Ia meminta pemerintah melakukan pemerataan sarana dan prasarana pendidikan guna mengurangi potensi kecurangan pada sistem zonasi.

“Jika dilihat dari satu sisi, kejadian manipulasi data kependudukan ini terjadi akibat jumlah sekolah tidak berbanding lurus dengan jumlah calon peserta didik,” ujar Puan dalam keterangannya, Sabtu (15/7).

Puan meminta Kementerian Pendidikan dan Kebudayaan mengevaluasi sistem zonasi. Sementara soal jalur afirmasi, Puan meminta melakukan pengawasan ketat.

“Kita miris sekali dengan ditemukannya banyak manipulasi data kependudukan demi anaknya bisa diterima di sekolah pilihannya. Apalagi sampai ada anak dari keluarga berada membuat surat keterangan tidak mampu untuk mencurangi sistem penerimaan peserta didik,” kata Puan.

Puan menilai ada yang salah dengan sistem PPDB saat ini. Ia mengingatkan sistem zonasi bertujuan untuk mengatasi ketimpangan, terutama kastanisasi di dunia pendidikan.

Kastanisasi yang dimaksud adalah pengkategorian sekolah unggulan atau favorit dengan sekolah non-unggulan. Sekolah unggulan biasanya berisikan siswa-siswa berprestasi. Sementara sekolah non-unggulan lebih banyak diisi siswa yang memiliki kemampuan rata-rata.

“Akibatnya, banyak orang tua yang ‘menghalalkan’ segala cara supaya anaknya bisa masuk ke sekolah negeri. Baik dengan pungli, mencurangi sistem, dan melakukan manipulasi,” politikus PDIP itu menegasksan.
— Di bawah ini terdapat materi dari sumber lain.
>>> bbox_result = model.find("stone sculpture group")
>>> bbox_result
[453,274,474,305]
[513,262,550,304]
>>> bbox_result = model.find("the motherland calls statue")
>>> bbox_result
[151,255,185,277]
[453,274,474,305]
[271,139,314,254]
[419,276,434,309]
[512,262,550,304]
Beberapa daerah mengalami sejumlah masalah dalam PPDB. Di Garut dan Kota Bogor, Jawa Barat, terjadi kasus pungli. Di Kota Bogor ditemukan sekitar 300 aduan indikasi manipulasi PPDB, terkait zonasi dan jalur afirmasi.

Disdik Bogor bahkan mencoret 208 siswa yang disinyalir curang dalam proses jalur zonasi untuk jenjang SMP.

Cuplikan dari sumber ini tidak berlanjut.